= Civil unions in Quebec =

Civil unions in Quebec are available in Quebec to both opposite-sex and same-sex couples, which attempts to create the same rights for the partners as a traditional marriage.

As a result of a range of activism and to the M. v. H. decision, the National Assembly of Quebec voted unanimously in 2002 to amend the Civil Code of Quebec to create a status of civil union in Quebec, available to both opposite-sex and same-sex couples and largely having the same rights as marriage. The law was enacted on June 24, 2002.

A civil union is contracted into by same-sex or opposite-sex partners 18 years of age and older, who are not otherwise married, not in another civil union, or who are not closely related, following prescribed formalities similar to the regime of marriage. The civil union carries obligations and benefits equivalent to that of marriage including the obligation of support (CCQ art. 585) and the establishment of a family patrimony and family residence (CCQ art. 521.6) and may otherwise be modified by a contract (CCQ 521.8) similar to a pre-nuptial agreement and may agree to a particular property regime similar to available matrimonial regimes. It creates a family connection between the spouses and their relatives (CCQ art. 521.7).
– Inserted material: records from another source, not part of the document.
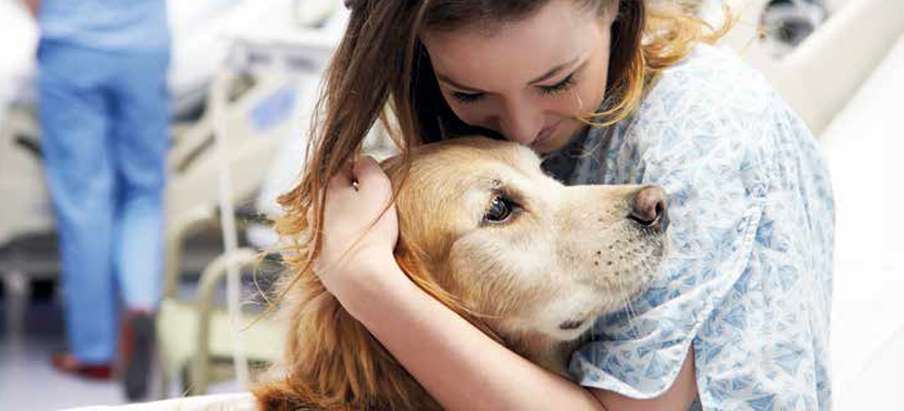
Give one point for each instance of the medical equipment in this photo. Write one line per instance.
(276, 48)
(257, 116)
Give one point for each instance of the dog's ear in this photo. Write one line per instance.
(412, 261)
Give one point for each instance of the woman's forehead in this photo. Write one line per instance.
(514, 51)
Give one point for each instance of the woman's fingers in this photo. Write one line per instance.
(367, 173)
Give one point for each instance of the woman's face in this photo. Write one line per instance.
(528, 79)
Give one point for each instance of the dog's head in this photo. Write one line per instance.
(524, 258)
(529, 255)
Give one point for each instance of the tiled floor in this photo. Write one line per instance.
(27, 380)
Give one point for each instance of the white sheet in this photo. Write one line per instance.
(864, 147)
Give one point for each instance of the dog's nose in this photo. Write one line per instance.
(650, 208)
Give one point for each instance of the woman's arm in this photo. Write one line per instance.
(460, 366)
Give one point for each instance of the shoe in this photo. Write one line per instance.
(138, 337)
(66, 363)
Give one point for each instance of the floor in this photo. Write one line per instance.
(27, 380)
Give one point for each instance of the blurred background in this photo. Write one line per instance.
(243, 78)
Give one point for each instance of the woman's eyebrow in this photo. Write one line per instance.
(553, 71)
(447, 80)
(546, 76)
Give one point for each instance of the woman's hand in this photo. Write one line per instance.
(355, 250)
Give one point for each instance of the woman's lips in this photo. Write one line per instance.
(545, 135)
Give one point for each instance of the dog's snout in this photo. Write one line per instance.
(650, 208)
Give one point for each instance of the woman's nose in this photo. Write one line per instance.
(522, 124)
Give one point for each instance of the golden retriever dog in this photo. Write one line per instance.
(530, 262)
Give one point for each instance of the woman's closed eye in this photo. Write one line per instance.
(564, 85)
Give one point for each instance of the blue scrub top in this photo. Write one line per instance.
(115, 25)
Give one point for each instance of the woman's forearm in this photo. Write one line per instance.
(460, 366)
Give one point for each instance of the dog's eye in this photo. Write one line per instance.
(499, 211)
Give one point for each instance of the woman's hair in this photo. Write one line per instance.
(381, 70)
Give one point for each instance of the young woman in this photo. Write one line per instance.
(610, 92)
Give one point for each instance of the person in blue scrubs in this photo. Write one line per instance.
(104, 107)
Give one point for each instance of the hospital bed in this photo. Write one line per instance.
(261, 110)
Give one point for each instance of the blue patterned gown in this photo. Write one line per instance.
(748, 277)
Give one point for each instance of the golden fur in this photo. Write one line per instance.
(534, 282)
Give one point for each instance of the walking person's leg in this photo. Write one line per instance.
(73, 113)
(141, 138)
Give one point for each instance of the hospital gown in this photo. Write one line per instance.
(748, 275)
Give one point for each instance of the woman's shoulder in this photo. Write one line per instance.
(710, 97)
(712, 78)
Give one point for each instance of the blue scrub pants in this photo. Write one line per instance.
(104, 118)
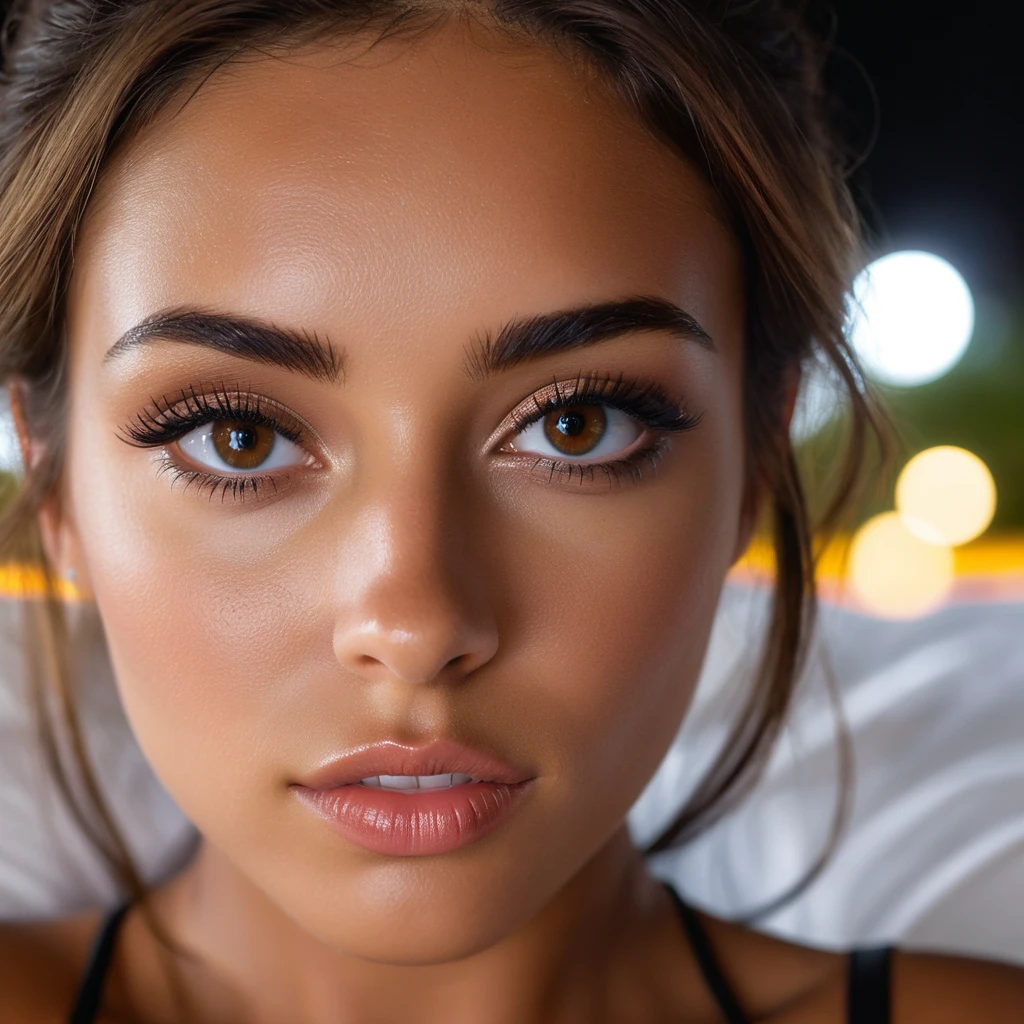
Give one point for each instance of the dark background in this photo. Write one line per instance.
(945, 101)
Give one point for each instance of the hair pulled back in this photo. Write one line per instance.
(734, 86)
Judicial conciliation is merited "when the spouses cannot agree on their rights and performance of their duties" (CCQ art. 521.9). Such union may be annulled within three years if irregularly contracted (CCQ arts. 521.10-521.11). A civil union ends at death of one of the partners or may be dissolved by judicial dissolution or by a 'transaction agreement' and 'joint declaration' before a civil law notary and recorded en minute if both partners consent and they settle all the consequences of the dissolution (CCQ arts. 521.13-521.16).

Judicial dissolution is merited when "the interests of the common children of the spouses are at stake" or where the parties cannot otherwise agree (CCQ art. 521.17 para. 1). Provisional orders of support, custody and access may be entered during the pendency of the dissolution action (CCQ art. 521.71 para. 2) and the court may, upon or after pronouncing dissolution decide maintenance, custody and education issues in the best interests of and with due regard to the rights of the children (CCQ art. 521.17, para. 3).
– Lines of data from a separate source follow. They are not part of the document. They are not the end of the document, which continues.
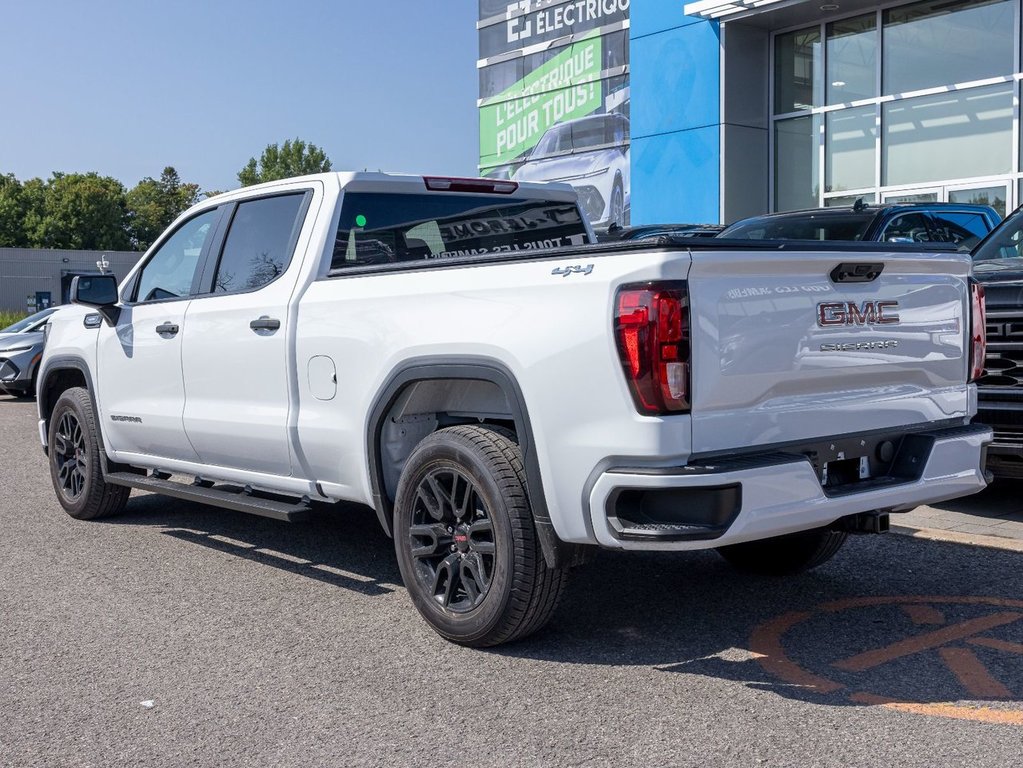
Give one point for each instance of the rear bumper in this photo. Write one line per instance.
(767, 495)
(1006, 418)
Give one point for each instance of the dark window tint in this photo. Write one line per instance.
(962, 228)
(906, 228)
(849, 227)
(259, 243)
(380, 228)
(171, 271)
(1005, 242)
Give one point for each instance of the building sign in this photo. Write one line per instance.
(529, 21)
(554, 97)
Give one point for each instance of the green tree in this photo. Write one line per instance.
(84, 211)
(153, 204)
(34, 210)
(12, 232)
(294, 159)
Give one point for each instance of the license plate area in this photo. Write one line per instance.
(843, 463)
(844, 471)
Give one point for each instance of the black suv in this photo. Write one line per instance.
(964, 225)
(997, 265)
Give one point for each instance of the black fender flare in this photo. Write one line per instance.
(557, 552)
(48, 367)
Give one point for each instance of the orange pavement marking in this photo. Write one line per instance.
(924, 614)
(926, 641)
(766, 640)
(958, 712)
(973, 675)
(856, 602)
(991, 642)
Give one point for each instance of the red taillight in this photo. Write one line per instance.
(652, 327)
(489, 186)
(978, 331)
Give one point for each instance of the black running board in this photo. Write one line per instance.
(229, 497)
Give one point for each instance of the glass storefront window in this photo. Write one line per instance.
(796, 167)
(848, 200)
(938, 42)
(993, 196)
(797, 70)
(852, 59)
(849, 148)
(954, 135)
(931, 196)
The act establishing the regime of civil union also modified rules creating filiation for biological children of one of the partners, and for adopted children as well as the recognition of parental authority and child support obligations so they will apply to civil union couples as well as married couples.

In March 2004, Quebec same-sex couples won the right to marry. Today, couples (both opposite- and same-sex) can choose between civil marriage and civil unions.